T.A.R. Sicilia Palermo Sez. II, Sent., 26-07-2011, n. 1481 Demolizione di costruzioni abusive Sanzioni amministrative e pecuniarie

Sentenza scelta dal dott. Domenico Cirasole direttore del sito giuridico http://www.gadit.it/

Svolgimento del processo – Motivi della decisione

Con il ricorso introduttivo, notificato il 11/4/2009 e depositato il 30/4/2009, il ricorrente impugna l’ordinanza di demolizione impartita dal Comune di Santa Flavia in relazione ai lavori abusivi eseguiti ritenuti dall’Amministrazione in contrasto con la precedente concessione edilizia n.6 del 29/5/79, già rilasciata dal Comune per il "risanamento statico e conservativo di un vecchio magazzino sito in Porticello Largo Trizzanò, rappresentato in Catasto al foglio di mappa n.5 part.542.

Il ricorso è affidato alle seguenti doglianze:

1)Eccesso di potere per contraddittorietà con precedenti determinazioni assunte dalla stessa P.A., per illogicità e per lesione del canone di comportamento di buona fede.

In relazione alla parte degli abusi asseritamente realizzati sul fronte lato porto, trattasi di semplice piattaforma debitamente autorizzata ex art.55 cod.nav. sormontata da tubi in ferro e coperta a mezzo tende da asservire al ristorante l’Approdo, sulla quale lo stesso Ente si era espresso con autorizzazione del 22/2/1995 n.886 quanto alla occupazione permanente per l’attività della suddetta trattoria della superficie pari a mq.166,50. Quanto agli altri abusi, il ricorrente contesta sia l’asserito aumento di volumetria, sia la contraddittorietà con i precedenti provvedimenti della P.A..

2)Violazione di legge ex art. 3 L.241/90, eccesso di potere per contraddittorietà e travisamento dei fatti.

Non sono evidenziati le ragioni di interesse pubblico a sostegno della misura repressiva avversata in questa sede, considerata la risalenza nel tempo dei suddetti abusi.

3)Violazione art.21 D.P.R.380/2001.

È stato omessa l’indicazione del termine entro il quale il ricorrente dovrebbe procedere alla suddetta demolizione.

4)Violazione artt.7 e 8 L.241/90.

Non è stata effettuata alcuna comunicazione di avvio del procedimento.

Ha chiesto parte ricorrente l’annullamento, previa sospensione del provvedimento impugnato, avanzando al contempo domanda istruttoria.

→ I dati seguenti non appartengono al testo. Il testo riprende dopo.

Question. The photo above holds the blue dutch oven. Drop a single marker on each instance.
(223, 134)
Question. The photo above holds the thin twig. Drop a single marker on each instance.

Con ordinanza n.521 del 20/5/2009 la domanda cautelare è stata respinta e quindi confermata in seconde cure dal C.G.A. su appello cautelare proposto dal ricorrente, giusta ordinanza n.972/2009.

Con ricorso per motivi aggiunti il ricorrente ha impugnato gli ulteriori atti emessi dalla P.A. in relazione agli abusi di che trattasi, meglio individuati in epigrafe, articolando le censure dell’eccesso di potere per ingiustizia manifesta.

Alla pubblica udienza del 21 febbraio 2011, presenti i procuratori delle parti, come da verbale, il ricorso è stato introitato per la decisione.

Il ricorso non è meritorio di accoglimento e va quindi respinto per le considerazioni che seguono.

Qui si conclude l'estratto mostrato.